Berikutnya adalah Mohamad Helmy Othman Basha (Chairman, Malaysian Palm Oil Board/MPOB) Alvin Tai (Soft Commodity Analyst Bloomberg), Alponsus Inyang (National President, National Palm Produce Association of Nigeria (NPPAN) yang dimoderatori oleh Alisa Uryupina, Dosen Universitas Mgimo, Moskow, Rusia.
Adalah Ryan Chen, Direktur China CNF Business, Oils & Oil Seeds pada Cargil Investments (China) menguraikan analisis menarik bahwa minyak sawit tidak lagi menjadi pilihan utama pelaku industri di China karena telah bergeser kepada minyak nabati lain.
Faktor harga menjadi alasan utama mengapa sawit mulai berkurang daya tarik dan daya saingnya.
“Saya kira era harga minyak sawit murah telah berakhir. Mengingat, impor minyak nabati Cina sekarang ini telah memiliki alternatif minyak nabati lain, khususnya minyak kedelai. Bahkan ada potensi harganya bisa lebih murah,” kata Ryan Chen, Direktur China CNF Business, Oils & Oil Seeds pada Cargil Investments (China).
Analisis Ryan Chen didukung data bahwa sepanjang periode tahun 2024 pemintaan minyak nabati Cina akan stagnan pasca lonjakan kenaikan pembelian pada 2023. Permintaan minyak sawit Cina (olein dan stearin) diperkirakan turun sekitar 30% tahun ini akibat persoalan harga.

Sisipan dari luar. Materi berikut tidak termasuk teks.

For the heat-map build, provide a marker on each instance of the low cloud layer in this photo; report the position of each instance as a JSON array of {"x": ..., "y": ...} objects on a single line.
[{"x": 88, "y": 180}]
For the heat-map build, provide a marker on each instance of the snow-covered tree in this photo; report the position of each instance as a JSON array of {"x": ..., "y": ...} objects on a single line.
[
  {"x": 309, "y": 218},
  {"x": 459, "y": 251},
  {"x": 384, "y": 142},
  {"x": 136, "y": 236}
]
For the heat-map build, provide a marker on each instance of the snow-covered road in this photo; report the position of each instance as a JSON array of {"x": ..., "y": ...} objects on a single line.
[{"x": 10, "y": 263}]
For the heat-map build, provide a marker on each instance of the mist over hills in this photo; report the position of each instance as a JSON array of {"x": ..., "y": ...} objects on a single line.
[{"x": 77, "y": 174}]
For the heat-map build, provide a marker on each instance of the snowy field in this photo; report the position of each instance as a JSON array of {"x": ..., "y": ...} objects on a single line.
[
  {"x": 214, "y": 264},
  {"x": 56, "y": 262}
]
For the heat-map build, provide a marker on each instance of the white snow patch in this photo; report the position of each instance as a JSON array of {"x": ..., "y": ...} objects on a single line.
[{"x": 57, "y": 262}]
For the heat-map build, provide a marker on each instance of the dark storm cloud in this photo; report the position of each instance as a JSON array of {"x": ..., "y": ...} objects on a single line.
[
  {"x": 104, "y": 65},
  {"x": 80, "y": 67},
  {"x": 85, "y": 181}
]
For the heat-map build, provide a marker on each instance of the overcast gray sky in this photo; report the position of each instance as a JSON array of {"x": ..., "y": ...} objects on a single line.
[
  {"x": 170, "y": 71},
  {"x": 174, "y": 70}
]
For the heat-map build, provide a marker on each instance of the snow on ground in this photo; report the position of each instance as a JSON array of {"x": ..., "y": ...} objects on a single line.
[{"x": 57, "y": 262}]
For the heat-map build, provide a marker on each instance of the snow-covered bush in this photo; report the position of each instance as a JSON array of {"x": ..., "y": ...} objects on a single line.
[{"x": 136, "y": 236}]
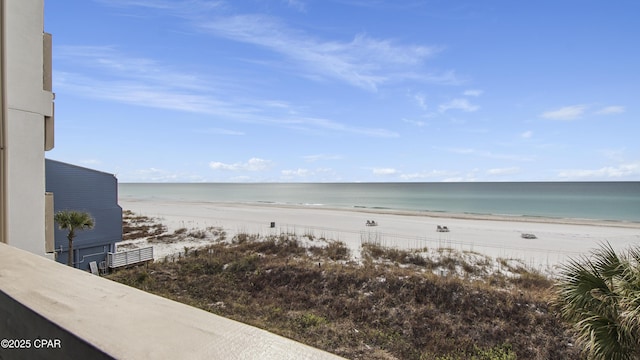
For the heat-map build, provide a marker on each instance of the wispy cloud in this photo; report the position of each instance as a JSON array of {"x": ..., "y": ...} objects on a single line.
[
  {"x": 611, "y": 110},
  {"x": 112, "y": 75},
  {"x": 565, "y": 113},
  {"x": 364, "y": 62},
  {"x": 417, "y": 123},
  {"x": 253, "y": 164},
  {"x": 318, "y": 157},
  {"x": 384, "y": 171},
  {"x": 458, "y": 104},
  {"x": 428, "y": 175},
  {"x": 489, "y": 154},
  {"x": 474, "y": 93},
  {"x": 503, "y": 171},
  {"x": 629, "y": 170}
]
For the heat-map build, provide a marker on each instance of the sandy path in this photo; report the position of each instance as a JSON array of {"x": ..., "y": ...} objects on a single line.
[{"x": 557, "y": 240}]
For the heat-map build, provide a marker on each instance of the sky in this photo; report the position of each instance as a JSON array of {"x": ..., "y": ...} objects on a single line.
[{"x": 347, "y": 90}]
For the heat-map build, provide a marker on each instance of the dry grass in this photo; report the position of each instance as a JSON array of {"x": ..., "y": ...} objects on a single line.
[{"x": 394, "y": 305}]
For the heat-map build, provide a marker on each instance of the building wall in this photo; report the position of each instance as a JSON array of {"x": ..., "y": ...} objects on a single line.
[
  {"x": 95, "y": 192},
  {"x": 24, "y": 126}
]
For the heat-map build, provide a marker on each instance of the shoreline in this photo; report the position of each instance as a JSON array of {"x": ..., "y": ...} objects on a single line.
[
  {"x": 405, "y": 212},
  {"x": 491, "y": 235}
]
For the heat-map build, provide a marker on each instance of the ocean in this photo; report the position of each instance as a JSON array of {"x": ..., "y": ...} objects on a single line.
[{"x": 613, "y": 201}]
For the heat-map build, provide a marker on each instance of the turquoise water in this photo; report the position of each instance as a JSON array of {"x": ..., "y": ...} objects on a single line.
[{"x": 617, "y": 201}]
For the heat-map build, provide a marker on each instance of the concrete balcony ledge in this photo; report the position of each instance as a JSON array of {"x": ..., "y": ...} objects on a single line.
[{"x": 65, "y": 313}]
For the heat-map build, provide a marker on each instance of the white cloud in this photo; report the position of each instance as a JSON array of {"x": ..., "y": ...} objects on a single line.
[
  {"x": 428, "y": 175},
  {"x": 296, "y": 173},
  {"x": 218, "y": 131},
  {"x": 611, "y": 110},
  {"x": 565, "y": 113},
  {"x": 421, "y": 100},
  {"x": 609, "y": 172},
  {"x": 363, "y": 62},
  {"x": 503, "y": 171},
  {"x": 114, "y": 76},
  {"x": 473, "y": 93},
  {"x": 458, "y": 104},
  {"x": 253, "y": 164},
  {"x": 317, "y": 157},
  {"x": 384, "y": 171},
  {"x": 417, "y": 123}
]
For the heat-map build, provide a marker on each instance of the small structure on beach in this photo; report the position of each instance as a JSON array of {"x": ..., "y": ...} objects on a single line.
[{"x": 77, "y": 188}]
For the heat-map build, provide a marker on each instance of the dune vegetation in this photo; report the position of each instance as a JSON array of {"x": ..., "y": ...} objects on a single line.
[{"x": 391, "y": 304}]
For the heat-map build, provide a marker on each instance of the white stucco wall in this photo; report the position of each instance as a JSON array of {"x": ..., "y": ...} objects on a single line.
[{"x": 27, "y": 105}]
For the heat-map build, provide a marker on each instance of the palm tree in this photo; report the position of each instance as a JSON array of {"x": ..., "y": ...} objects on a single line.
[
  {"x": 73, "y": 221},
  {"x": 600, "y": 295}
]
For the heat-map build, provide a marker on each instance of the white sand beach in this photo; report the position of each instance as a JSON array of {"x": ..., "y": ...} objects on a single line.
[{"x": 495, "y": 236}]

Pangsa minyak sawit terhadap total permintaan minyak nabati diperkirakan menurun ke 12,8% tahun ini, dibandingkan dengan 17,5% tahun 2023.
Selanjutnya, impor minyak olein tahun ini bisa menurun ke 2,3 juta metrik ton pada 2024, dibandingkan tahun 2023 yang sebesar 4,2 juta metrik ton.
Pada 2025, impor olein diproyeksikan stagnan di antara 2,3 juta – 2,4 juta metrik ton. Posisi Indonesia sebagai produsen minyak sawit dunia terus menjadi perhatian negara importir sawit khususnya berkaitan kebijakan dan performa produksi.
Persoalan rendahnya produktivitas sangatlah rentan terhadap aliran suplai sawit Indonesia. Faktor kebijakan pungutan ekspor juga mempengaruhi harga sawit di negara tujuan ekspor.
B.V Mehta, Direktur Eksekutif dari The Solvent Extractors’ Association di India, menyebutkan bahwa rencana kenaikan mandatori biodiesel di Indonesia akan berdampak bagi pasokan di pasar dunia. Konsumsi domestik India mencapai sekitar 30 juta metrik ton, tapi hanya sekitar 13 juta ton bisa dipenuhi dengan produksi minyak lokal.
“India masih akan tergantung pada impor minyak nabati, namun kebijakan biodiesel di Indonesia telah menimbulkan kekhawatiran di pasar soal suplai sawit,” kata Mehta.
Sementara Alponsus Inyang, Presiden National Palm Produce Association of Nigeria (NPPAN), mengatakan bahwa ada kesempatan untuk investasi dan perdagangan minyak nabati di Afrika. “Kita mengundang para investor untuk berinvestasi di Nigeria dan perdagangan minyak nabati karena permintaan minyak nabati di Afrika meningkat terus,” katanya.